No a lugar

25 Dic

Habemos de admitir que si hay alguna literatura latinoamericana por fuerza habrá otras que no lo son. Esto puede llevarnos al delirio de concebir listas llenas de propiedades que funden y expliquen lo que es de esta literatura, o incluso que jueguen a pensar que Latinoamerica es una cosa y que puede ser explicada por los textos que produce.
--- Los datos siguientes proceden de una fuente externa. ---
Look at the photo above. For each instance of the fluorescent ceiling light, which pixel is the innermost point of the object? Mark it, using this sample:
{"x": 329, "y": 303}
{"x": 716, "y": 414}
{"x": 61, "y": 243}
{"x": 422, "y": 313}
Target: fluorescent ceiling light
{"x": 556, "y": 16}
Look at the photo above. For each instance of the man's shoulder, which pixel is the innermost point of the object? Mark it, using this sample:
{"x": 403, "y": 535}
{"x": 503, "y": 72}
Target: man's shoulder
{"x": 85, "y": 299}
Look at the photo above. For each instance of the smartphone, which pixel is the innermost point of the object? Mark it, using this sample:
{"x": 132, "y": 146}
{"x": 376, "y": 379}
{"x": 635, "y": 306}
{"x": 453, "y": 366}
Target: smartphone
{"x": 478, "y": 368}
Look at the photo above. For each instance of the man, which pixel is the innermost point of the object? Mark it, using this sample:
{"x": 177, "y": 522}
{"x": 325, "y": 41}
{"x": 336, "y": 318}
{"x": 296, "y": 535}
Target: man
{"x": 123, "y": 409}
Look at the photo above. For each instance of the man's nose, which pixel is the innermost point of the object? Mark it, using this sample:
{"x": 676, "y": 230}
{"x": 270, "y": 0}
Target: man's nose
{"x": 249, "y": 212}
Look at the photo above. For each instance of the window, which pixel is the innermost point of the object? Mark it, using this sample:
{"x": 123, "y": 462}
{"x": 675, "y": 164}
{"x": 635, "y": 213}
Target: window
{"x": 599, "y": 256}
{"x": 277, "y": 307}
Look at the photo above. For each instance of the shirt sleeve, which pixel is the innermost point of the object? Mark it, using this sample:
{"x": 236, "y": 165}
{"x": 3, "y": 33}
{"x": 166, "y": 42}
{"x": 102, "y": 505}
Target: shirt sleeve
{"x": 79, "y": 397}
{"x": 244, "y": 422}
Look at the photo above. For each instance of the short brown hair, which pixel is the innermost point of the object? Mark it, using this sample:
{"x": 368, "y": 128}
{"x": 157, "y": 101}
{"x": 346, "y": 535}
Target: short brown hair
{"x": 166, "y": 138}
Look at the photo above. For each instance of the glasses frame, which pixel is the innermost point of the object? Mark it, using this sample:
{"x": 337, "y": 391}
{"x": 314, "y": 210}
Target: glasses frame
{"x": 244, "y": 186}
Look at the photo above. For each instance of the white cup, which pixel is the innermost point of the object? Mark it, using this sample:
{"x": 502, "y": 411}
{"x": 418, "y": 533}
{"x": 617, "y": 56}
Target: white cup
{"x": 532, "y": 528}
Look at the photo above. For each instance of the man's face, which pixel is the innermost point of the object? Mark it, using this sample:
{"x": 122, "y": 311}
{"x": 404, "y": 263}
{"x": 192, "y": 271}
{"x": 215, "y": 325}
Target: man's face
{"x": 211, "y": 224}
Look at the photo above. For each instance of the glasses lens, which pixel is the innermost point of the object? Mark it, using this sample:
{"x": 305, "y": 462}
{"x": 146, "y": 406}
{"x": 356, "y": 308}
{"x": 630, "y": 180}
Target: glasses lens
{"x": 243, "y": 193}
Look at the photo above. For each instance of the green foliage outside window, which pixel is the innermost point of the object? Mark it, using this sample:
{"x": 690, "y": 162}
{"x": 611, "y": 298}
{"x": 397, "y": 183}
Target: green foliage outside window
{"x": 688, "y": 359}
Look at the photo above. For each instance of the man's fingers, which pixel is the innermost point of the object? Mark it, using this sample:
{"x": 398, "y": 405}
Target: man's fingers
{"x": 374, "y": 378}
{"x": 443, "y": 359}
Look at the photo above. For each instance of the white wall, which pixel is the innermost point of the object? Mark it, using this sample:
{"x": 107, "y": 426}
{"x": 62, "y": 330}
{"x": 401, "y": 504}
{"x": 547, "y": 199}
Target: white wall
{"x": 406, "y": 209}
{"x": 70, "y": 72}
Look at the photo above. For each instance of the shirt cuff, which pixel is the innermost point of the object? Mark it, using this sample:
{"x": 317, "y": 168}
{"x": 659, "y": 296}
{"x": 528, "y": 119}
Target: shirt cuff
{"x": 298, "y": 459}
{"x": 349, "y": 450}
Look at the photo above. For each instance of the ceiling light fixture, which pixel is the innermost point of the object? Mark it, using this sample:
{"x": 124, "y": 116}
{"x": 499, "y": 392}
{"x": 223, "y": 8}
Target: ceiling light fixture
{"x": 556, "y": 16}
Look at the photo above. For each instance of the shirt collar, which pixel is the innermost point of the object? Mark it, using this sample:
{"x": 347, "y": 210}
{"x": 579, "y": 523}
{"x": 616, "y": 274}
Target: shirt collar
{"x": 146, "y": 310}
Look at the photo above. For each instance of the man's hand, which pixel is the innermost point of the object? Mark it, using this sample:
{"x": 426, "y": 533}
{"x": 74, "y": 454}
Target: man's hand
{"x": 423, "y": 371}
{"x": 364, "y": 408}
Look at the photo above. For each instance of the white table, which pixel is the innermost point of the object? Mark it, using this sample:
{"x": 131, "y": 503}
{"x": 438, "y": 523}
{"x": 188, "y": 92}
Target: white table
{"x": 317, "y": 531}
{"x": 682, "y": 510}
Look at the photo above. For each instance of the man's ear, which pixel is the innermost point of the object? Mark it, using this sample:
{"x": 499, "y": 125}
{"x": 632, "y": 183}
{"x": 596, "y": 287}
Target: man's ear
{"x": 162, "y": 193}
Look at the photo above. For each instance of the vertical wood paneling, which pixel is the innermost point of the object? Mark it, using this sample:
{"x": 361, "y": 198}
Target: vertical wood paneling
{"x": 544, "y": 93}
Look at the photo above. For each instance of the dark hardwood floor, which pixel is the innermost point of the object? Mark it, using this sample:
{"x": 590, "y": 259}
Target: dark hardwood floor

Tratando de concebir un concepto amplio, he pensado que la literatura latinoamericana responde a todo el corpus de todo lo escrito en un conjunto de países, tan poco representativo y extranjero como pueda presuponer tal limitante. ¿Y la literatura de los exiliados? Esa tal vez nos pone un problema particular, pues en el fondo es también extranjera.

A veces pienso que la riqueza de cualquier literatura particular está en su sentido único. Si queremos expanderla y universalizarla, cometemos el error de devaluar sus conceptos principales, su credo más profundo. La periferia funciona particularmente bien cuando tiene conciencia de la condición que la hace distinta, y aunque a algunos les duela la confesión, Latinoamérica es antes que todo, periferia. Pero cada periferia tiene un lugar propio de enunciación, o en el caso de las complejas sociedades de distintos paíse, muchísimos sitios. Construir un absoluto que englobe tantas particularidades y realidades con colores distintos es azaroso. Es un desgarrador deseo de comunidad, y una fuerza en la que se lucha por conservar una cierta esencia latinoamericana. No tiene sentido pensar que esta literatura sea una cosa, pero sensorialmente nos parece que debe serlo. Esta similitud de facto, esta evidencia, fundamenta la voluntad de construir una literatura juntos. Y sin esta convicción mucho se pierde.

Viviendo en Buenos Aires tuve la experiencia de recobrar algo perdido de mi identidad. En ese momento, la digestión de mi exilio voluntario en Francia había exigido que reconociera algo de lo que había perdido. Me sentí de nuevo latinoamericano habiendo abandonado la particularidad nacional que mi nacimiento podía suponer. No podía reivindicar solamente una nación por razones en las que no vale la pena ahondar, pero me parecía digno recobrar esta identidad común que me parecía entonces, latía en todos los latinoamericanos indistintamente. O no en todos, pero yo en el extranjero, sintiéndome extranjero a recordatorios frecuentes, no podía sino encontrar en esa visión cierto consuelo. Ahora, extranjero entre gente que hablaba mi idioma, agrupado de nuevo entre nombres de países que nunca viví, podría haberme interrogado si formaba parte de aquello, aún entonces, y si el perder dicha identidad vendría después, o si era una especie de luto que ya se anunciaba en mi deseo incandescente de formar parte de ello. La última flama que brilla antes de consumirse. El fin de mi literatura latinoamericana.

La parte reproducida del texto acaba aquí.